Bugzilla – Bug 1203191
VUL-2: CVE-2022-36640: influxdb: there are no authentication mechanisms before v1.8.10 (DISPUTED)
Last modified: 2022-09-07 06:35:30 UTC
CVE-2022-36640 ** DISPUTED ** influxData influxDB before v1.8.10 contains no authentication mechanism or controls, allowing unauthenticated attackers to execute arbitrary commands. NOTE: the CVE ID assignment is disputed because the vendor's documentation states "If InfluxDB is being deployed on a publicly accessible endpoint, we strongly recommend authentication be enabled.
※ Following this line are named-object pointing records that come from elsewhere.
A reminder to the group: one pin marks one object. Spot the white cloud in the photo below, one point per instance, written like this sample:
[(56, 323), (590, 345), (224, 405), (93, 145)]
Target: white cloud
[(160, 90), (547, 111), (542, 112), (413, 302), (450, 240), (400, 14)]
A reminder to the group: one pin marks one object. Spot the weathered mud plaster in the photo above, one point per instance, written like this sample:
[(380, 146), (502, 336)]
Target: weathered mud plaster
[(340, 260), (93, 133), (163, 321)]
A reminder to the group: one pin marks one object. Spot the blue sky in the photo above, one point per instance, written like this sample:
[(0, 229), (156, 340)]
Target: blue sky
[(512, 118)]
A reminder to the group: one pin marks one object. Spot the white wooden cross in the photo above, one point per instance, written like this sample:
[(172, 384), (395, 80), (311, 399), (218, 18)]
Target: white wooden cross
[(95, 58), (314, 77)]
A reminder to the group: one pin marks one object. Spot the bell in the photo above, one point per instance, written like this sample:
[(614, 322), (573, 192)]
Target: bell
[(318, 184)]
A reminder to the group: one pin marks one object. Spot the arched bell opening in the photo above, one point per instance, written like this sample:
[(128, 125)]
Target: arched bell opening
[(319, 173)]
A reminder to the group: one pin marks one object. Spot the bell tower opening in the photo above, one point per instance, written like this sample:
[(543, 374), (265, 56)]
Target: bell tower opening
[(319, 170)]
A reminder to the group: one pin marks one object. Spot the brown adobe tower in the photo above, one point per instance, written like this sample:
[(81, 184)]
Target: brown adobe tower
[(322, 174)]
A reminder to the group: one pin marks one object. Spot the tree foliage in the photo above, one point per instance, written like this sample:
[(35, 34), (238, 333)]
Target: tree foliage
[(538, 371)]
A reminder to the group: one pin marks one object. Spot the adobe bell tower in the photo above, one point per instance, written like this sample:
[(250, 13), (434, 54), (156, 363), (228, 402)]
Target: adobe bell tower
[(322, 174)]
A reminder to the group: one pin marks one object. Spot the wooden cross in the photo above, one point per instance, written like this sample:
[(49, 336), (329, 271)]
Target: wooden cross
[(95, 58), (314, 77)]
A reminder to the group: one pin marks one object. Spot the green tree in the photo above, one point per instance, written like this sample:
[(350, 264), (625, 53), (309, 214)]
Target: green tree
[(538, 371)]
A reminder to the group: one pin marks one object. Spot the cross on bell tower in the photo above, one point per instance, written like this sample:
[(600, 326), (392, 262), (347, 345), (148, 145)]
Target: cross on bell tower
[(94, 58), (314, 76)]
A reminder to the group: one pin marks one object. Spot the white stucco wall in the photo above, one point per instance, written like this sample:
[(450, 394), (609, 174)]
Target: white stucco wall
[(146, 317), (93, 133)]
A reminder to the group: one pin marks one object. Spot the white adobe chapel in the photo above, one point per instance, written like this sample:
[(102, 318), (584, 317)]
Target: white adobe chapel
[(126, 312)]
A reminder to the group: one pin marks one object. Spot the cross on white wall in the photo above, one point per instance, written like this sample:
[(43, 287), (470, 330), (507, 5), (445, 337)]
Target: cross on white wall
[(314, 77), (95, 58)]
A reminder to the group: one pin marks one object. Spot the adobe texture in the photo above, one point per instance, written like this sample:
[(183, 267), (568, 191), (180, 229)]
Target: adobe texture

Otherwise the data will be publicly available to any unauthenticated user. The default settings do NOT enable authentication and authorization." References: http://web.nvd.nist.gov/view/vuln/detail?vulnId=CVE-2022-36640 http://www.cvedetails.com/cve/CVE-2022-36640/ https://www.cve.org/CVERecord?id=CVE-2022-36640 https://dl.influxdata.com/influxdb/releases/influxdb_1.8.10_amd64.deb https://www.influxdata.com/ http://influxdb.com https://portal.influxdata.com/downloads/ http://www.krsecu.com/CVE/409b5310045bd6b9a984a5fb63bd8786d5c5681a8ad5b1c815c84b2b90002ad7.docx http://influxdata.com
This is CVE is disputed and the behavior is documented, so it does not meet the requirements for Cloud8 and Cloud9. Closing as WONTFIX.